Coming out third and with only 36 MPs in the 1994 general elections, and nursing vengeful feelings (of the unimanyenge [you will see] syndrome), the Aford strongman quickly herded his party into a marriage of convenience with MCP’s Gwanda Chakuamba with the objective of frustrating the UDF government. But that alliance only lasted a few months. As if taking defeat in the 1994 elections with grace, Chihana again moved his party out of the alliance with MCP for another marriage with the ruling UDF, where he was appointed Second Vice-President.
And at a time when everybody was thinking that the cock had come to roost, Chihana was hatching something else. Either the marriage with UDF had served (or outlived) its purpose, or Chihana was apparently not satisfied with the position of Second Vice-President. In May 1996, after 19 months in government, Aford dumped government. But not without bruises. Not all Aford ministers left government. This was one of the first open defiance to Chihana’s leadership. Some of those who remained in the UDF-led government were Chihana’s own blue-eyed boy Mapopa Chipeta, Matembo Nzunda, Melvyn Moyo and two deputy ministers. Aford and Chihana’s popularity had definitely started to take a toll.
As the 1999 elections were drawing near, something was again in the offing—an Aford/MCP coalition. Perhaps having learned from the 1994 experience, this time round, Chihana neither stood as a presidential candidate in the 1999 elections nor as an MP. But it was his party which came out worse off—with only 29 seats in the House. The problem was that the Gwanda Chakuamba/Chihana team underrated and ignored the then MCP vice-president John Tembo’s political clout.
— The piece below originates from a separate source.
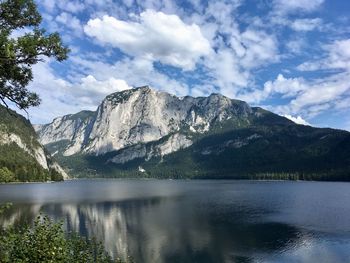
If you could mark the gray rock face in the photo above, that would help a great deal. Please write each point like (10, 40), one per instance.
(128, 119)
Come the 2004 elections, Aford appendaged itself to UDF, supporting Muluzi’s unpopular open and third term bids. The move helped UDF and other new parties, notably Republican Party and People’s Progressive Party to make inroads into the once Aford stronghold. From 29 seats in the 1999 elections, Aford only managed to get a measly six seats in the 2004 polls—one each in Mzimba, Karonga and Chitipa and three in Rumphi. Chihana would even have lost the Rumphi Central seat to the then RP’s Queen Gondwe had the Aford leader not been Second Vice-President in the UDF-led government, a position that gave him resources to campaign with.
During the past two years, Aford has lost four MPs to the ruling party and now one (Chihana) to death. In short, from 36 to 29 to two, Aford now has a single MP in the House. Too bad for the once mighty Aford.
If Chihana outlived his usefulness in Aford and was the problem, it remains to be seen how the new leadership will bring the party back on a sound political and financial footing.
As an individual, let us admit that Chihana was a fighter, a good change agent and that he deserves a big place in the country’s history book (ever to be written) on political freedom. May his soul rest in peace.